Understandable Face Quality Assessment
Face recognition (FR) performance is affected significantly by the face image qualities, especially in real-world applications. Face image qualities vary significantly because of different imaging sensors, compression techniques, video frames, and/or image acquisition conditions/time. It is very challenging to assess face image qualities automatically, quickly and precisely in real world images.
Recent studies have shown that a learning-based paradigm can do better than the traditional heuristic methods, however, all these approaches can only give a single quality score as the “output,” e.g., 90, for an input face image. The “single-value quality score” cannot tell much information to communicate to human assessors. Further, many issues have not been addressed yet, e.g., what does a quality score mean? How to interpret a quality score with imaging conditions?

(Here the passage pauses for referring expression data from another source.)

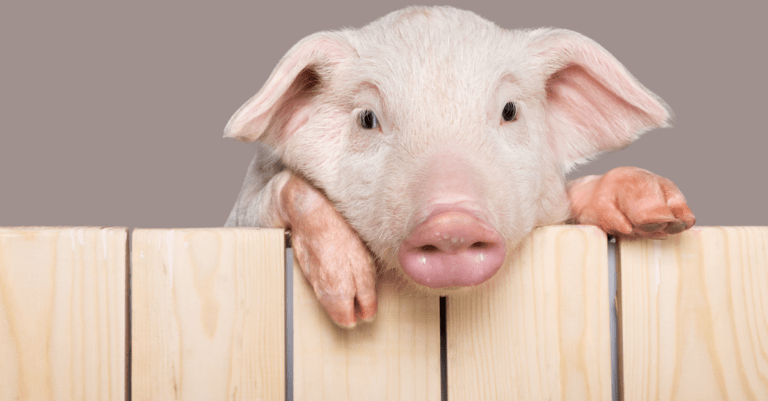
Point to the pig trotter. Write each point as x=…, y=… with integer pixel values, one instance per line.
x=331, y=254
x=630, y=202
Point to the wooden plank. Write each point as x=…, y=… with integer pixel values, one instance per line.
x=396, y=357
x=62, y=313
x=208, y=314
x=694, y=315
x=541, y=329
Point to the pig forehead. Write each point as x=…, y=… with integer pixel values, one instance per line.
x=432, y=56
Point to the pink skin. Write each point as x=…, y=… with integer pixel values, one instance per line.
x=452, y=248
x=627, y=201
x=630, y=202
x=453, y=243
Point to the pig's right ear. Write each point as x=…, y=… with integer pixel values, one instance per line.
x=285, y=101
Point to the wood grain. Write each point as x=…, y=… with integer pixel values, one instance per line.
x=208, y=314
x=396, y=357
x=541, y=329
x=694, y=313
x=62, y=313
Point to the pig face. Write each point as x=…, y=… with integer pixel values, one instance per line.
x=442, y=138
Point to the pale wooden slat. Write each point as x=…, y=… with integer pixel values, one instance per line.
x=208, y=314
x=62, y=313
x=396, y=357
x=694, y=313
x=541, y=329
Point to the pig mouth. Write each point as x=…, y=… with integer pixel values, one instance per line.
x=450, y=249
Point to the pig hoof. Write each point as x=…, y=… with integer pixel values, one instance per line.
x=651, y=227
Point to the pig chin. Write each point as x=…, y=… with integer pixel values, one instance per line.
x=452, y=248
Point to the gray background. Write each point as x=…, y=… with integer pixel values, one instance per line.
x=112, y=114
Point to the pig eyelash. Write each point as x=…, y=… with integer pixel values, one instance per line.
x=509, y=113
x=368, y=120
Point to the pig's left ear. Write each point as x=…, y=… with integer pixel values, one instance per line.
x=285, y=101
x=593, y=104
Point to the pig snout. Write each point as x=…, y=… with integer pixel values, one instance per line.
x=452, y=248
x=453, y=243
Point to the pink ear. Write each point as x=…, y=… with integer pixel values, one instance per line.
x=593, y=103
x=283, y=104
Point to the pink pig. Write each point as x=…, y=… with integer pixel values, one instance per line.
x=431, y=141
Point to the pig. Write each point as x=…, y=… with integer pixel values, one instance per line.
x=431, y=141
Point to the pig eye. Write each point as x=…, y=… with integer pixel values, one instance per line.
x=510, y=112
x=368, y=120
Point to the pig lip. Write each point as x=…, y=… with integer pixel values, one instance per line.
x=452, y=269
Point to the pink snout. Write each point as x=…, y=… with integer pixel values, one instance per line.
x=452, y=248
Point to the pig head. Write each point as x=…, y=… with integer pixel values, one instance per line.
x=441, y=138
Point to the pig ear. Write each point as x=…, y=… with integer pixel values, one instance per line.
x=284, y=102
x=593, y=103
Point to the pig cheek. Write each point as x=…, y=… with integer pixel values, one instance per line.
x=316, y=147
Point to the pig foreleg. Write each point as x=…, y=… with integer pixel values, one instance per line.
x=332, y=256
x=630, y=202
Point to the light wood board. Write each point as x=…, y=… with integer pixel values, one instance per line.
x=208, y=314
x=396, y=357
x=541, y=329
x=62, y=313
x=694, y=313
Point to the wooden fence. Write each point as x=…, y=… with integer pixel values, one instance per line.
x=201, y=314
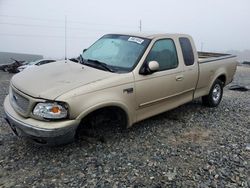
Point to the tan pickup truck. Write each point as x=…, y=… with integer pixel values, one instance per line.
x=122, y=77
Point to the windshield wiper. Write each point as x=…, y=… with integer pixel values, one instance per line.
x=98, y=63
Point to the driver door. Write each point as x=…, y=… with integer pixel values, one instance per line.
x=160, y=91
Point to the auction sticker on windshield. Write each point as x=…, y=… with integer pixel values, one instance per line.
x=135, y=39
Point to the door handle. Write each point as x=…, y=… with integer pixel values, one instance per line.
x=179, y=78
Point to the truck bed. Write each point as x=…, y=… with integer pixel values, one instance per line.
x=205, y=57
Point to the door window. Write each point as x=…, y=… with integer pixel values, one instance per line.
x=164, y=52
x=187, y=51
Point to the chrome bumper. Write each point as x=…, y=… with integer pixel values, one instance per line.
x=49, y=133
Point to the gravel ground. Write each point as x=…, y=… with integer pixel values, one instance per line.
x=191, y=146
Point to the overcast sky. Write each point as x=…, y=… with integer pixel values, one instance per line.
x=32, y=26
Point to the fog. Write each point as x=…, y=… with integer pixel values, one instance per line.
x=38, y=27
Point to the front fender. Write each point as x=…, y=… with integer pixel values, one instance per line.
x=112, y=103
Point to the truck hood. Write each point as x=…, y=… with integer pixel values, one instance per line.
x=54, y=79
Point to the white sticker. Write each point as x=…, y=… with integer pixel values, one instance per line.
x=135, y=39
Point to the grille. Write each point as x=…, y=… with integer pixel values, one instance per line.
x=20, y=102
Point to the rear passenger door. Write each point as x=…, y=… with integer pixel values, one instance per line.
x=161, y=90
x=190, y=69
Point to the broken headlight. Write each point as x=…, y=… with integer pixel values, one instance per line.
x=51, y=110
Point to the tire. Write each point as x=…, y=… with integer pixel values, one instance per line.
x=215, y=95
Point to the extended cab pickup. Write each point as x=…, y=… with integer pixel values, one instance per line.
x=124, y=77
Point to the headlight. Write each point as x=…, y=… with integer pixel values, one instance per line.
x=51, y=110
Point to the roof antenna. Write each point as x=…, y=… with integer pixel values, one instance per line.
x=65, y=39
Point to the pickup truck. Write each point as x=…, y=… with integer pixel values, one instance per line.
x=121, y=77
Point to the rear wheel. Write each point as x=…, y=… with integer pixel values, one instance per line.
x=215, y=95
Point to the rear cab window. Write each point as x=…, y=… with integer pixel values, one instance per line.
x=187, y=51
x=164, y=52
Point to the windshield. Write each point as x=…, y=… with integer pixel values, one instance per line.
x=119, y=52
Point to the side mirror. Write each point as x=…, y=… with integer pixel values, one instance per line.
x=149, y=68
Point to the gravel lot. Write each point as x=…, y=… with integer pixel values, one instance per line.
x=191, y=146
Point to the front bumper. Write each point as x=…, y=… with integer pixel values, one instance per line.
x=42, y=132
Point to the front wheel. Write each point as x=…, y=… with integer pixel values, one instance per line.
x=215, y=95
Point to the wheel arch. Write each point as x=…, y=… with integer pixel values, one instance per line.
x=113, y=105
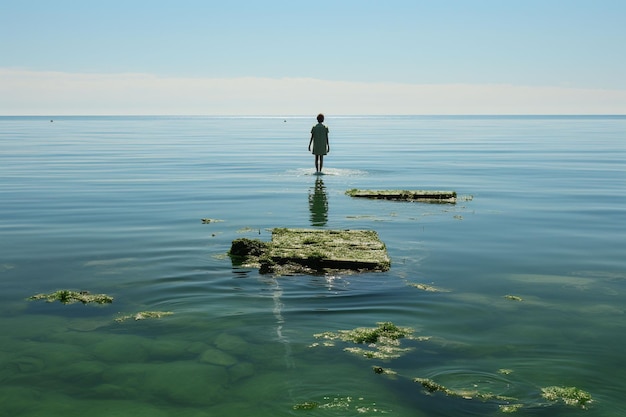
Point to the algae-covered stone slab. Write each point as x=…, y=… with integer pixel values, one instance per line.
x=426, y=196
x=314, y=251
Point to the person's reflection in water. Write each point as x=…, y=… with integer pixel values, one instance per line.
x=318, y=203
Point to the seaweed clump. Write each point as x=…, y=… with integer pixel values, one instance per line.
x=70, y=297
x=383, y=341
x=143, y=315
x=432, y=387
x=569, y=395
x=295, y=251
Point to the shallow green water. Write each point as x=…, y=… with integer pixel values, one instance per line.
x=114, y=205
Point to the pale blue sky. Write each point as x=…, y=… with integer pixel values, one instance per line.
x=569, y=50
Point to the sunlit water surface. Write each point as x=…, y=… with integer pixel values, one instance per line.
x=114, y=205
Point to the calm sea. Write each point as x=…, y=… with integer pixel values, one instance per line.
x=114, y=205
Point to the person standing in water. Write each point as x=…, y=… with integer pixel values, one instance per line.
x=319, y=140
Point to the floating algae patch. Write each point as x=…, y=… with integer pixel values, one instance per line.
x=510, y=408
x=143, y=315
x=427, y=287
x=70, y=297
x=431, y=387
x=569, y=395
x=426, y=196
x=207, y=220
x=313, y=251
x=381, y=342
x=351, y=405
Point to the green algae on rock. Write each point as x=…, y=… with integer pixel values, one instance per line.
x=307, y=405
x=142, y=315
x=569, y=395
x=313, y=251
x=425, y=196
x=70, y=297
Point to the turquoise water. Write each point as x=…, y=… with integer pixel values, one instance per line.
x=114, y=205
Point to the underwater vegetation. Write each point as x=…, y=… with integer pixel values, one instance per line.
x=569, y=395
x=70, y=297
x=383, y=342
x=142, y=315
x=427, y=196
x=427, y=287
x=312, y=252
x=431, y=386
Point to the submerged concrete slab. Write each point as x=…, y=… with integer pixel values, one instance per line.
x=426, y=196
x=313, y=251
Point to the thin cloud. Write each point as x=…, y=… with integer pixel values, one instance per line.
x=25, y=92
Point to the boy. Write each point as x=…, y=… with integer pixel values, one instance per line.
x=319, y=139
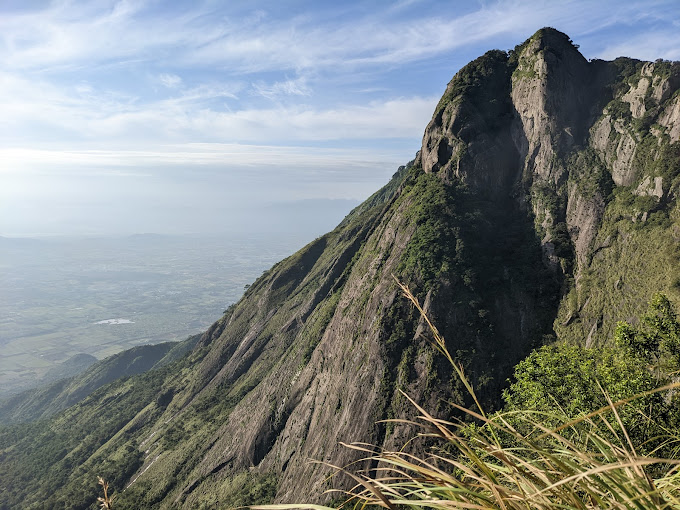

Why a face image has a quality score of 50 rather than 60? How well the quality scores characterize the real face image qualities? Can more useful cues (e.g., levels of details) be acquired to develop a complete representation for face image quality assessment?
In this project, we investigate a new paradigm, called understandable face image quality assessment, to address the issues in quality assessment of face images. We believe that the new paradigm can give a better solution for quality assessment.
The goal of this project is to develop a novel paradigm, which is understandable, believable, complete, and more accurate for face image quality assessment. It is also motivated by the “understandable template” in FBI, where some detailed information of faces is included during face template extraction. Our new quality representation has the potential to be integrated into the FBI’s understandable template. There are four tasks in this project.
- Task 1: Face and facial landmarks detection. Localizing faces in images is critical especially in real world images with cluttered background. Facial landmarks are essential to obtain facial details, e.g., distance between eyes, head pose, etc.
- Task 2: Explore measurements that are related to face image quality assessment and understandable to humans. We will develop a complete list of measures, e.g., distance between eyes, pose angle, in/out of focus, blurring levels, etc.
- Task 3: Improve quality scores based on the added measures. The measures developed in Task 2 will be used to improve or adjust the quality scores in an appropriate way. We study how to make the quality scores more accurate using the set of quality-related, understandable measures.
- Task 4: Validate and evaluate our approach experimentally.